Evas main goals are to be easy to use and optimized. The latter is one of its strongest points: it's very light on memory, blit functions are optimized in C and MMX, SSE or Altivec where possible. It can use rendering threads, splitting independent work among threads, reaching about sqrt(N-cores) improvements. Since it can know what changed from one frame to another, it can do employ dirty-rectangle optimizations to avoid repainting unchanged areas and will also merge dirty rectangles to avoid painting the same area twice (NP problem, solved with a good heuristic). There are also engines that use hardware acceleration, like OpenGL, DirectFB and XRender/X11. Evas ships with native 16bpp engines targeted at embedded systems.

Documentation

  • API (Doxygen)
  • Evas is base of Edje, so its documentations can serve as guide as well.

Features

  • Optimized for raster and bitmaps
  • Basic Primitives:
    • Rectangles, Lines and Polygons
    • Gradients: includes different modes like linear, radial and more, with different configurations, stop points and even semi-transparent colors.
    • Images: includes different scaling methods, like nearest or smooth super and super-sampled.
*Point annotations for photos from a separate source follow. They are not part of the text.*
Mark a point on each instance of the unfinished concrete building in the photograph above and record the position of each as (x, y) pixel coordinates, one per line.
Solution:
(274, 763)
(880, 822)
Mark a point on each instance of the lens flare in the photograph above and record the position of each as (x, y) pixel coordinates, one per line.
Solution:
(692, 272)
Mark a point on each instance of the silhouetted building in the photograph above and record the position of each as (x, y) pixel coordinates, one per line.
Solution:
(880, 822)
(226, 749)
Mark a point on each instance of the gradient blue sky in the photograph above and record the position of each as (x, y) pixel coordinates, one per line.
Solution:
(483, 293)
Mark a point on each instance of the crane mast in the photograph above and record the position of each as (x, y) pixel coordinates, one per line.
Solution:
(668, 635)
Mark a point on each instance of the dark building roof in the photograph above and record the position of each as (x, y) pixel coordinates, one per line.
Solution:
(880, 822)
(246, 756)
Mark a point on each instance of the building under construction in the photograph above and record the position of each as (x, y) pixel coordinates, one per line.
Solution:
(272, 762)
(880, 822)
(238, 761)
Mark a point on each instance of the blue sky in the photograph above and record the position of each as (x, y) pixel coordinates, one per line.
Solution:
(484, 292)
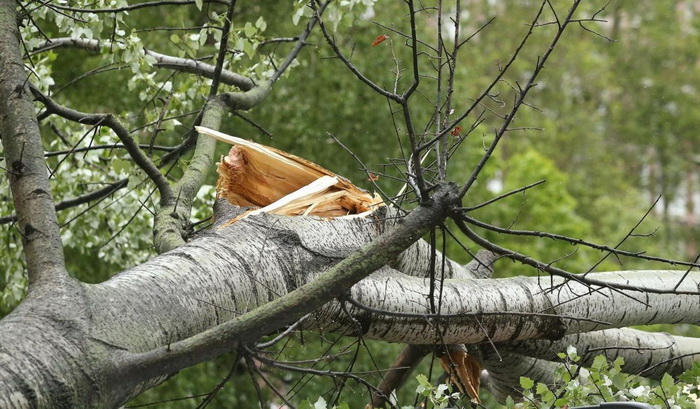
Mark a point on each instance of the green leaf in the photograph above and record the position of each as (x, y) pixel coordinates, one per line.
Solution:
(249, 30)
(320, 403)
(667, 382)
(261, 24)
(526, 383)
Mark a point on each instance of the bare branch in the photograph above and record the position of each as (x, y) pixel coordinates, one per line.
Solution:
(88, 197)
(110, 121)
(162, 60)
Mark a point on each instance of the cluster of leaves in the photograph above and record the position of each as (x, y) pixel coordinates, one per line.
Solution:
(605, 381)
(436, 396)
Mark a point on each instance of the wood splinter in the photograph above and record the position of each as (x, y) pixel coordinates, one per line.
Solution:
(273, 181)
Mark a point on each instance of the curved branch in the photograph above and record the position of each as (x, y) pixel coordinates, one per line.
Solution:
(286, 309)
(662, 352)
(110, 121)
(548, 268)
(77, 201)
(162, 60)
(24, 155)
(575, 241)
(131, 7)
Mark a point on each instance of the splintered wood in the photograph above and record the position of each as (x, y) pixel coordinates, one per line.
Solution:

It can do image tiling and handles border properties so scale will scale them properly. Can load images from PNG, JPEG, TIFF, PPM, SVG and more.
    • Text: include effects as shadow (hard and soft), outline and glow. Can use fontconfig for font discovery, uses freetype rendering by default. Supports UTF-8.
    • Text Block: handles wrapping and tags to change properties. Supports edit and password mode.
  • Advanced Primivies:
    • Smart Objects: objects without visual, they are used to hold other objects (like groups) and its methods are user-defined, so on resize you can rearrange its children, for example.
    • Box: smart object that can layout a sequence of children in some way. It's extensible, but by default lots of layouts are provided like vertical, horizontal, stack, flow.
    • Table: smart object that layout children in a table, supports row and column spanning.
  • Operations include stacking, rectangular clipping, moving and resizing.
  • It's not tied to any main loop, you must call its render routines and feed events. Ecore_Evas is a helper to ease that process with Ecore main loop and its engines (X11, Xcb, DirectFB...)

Engines

Working engines:

  • 32 bits per pixel native engines (can downscale to 1bpp, with optional dithering):
    • Software Buffer
    • Software X11 and XCB
    • XRender X11 and XCB
    • OpenGL X11
    • Software Linux Framebuffer
    • DirectFB
    • Software SDL
    • Software Win32 GDI
    • Software WindowsCE
    • Software DirectDraw (Windows)
    • Direct3d (Windows)
    • Quartz (MacOS X)
  • 16 bits per pixel:
    • Software 16-X11
    • Software 16-DirectDraw
    • Software 16-WindowsCE
    • Software 16-SDL

Some engines are deprecated, broken or need some work, they include Cairo, GLEW, Qtopia and possible more.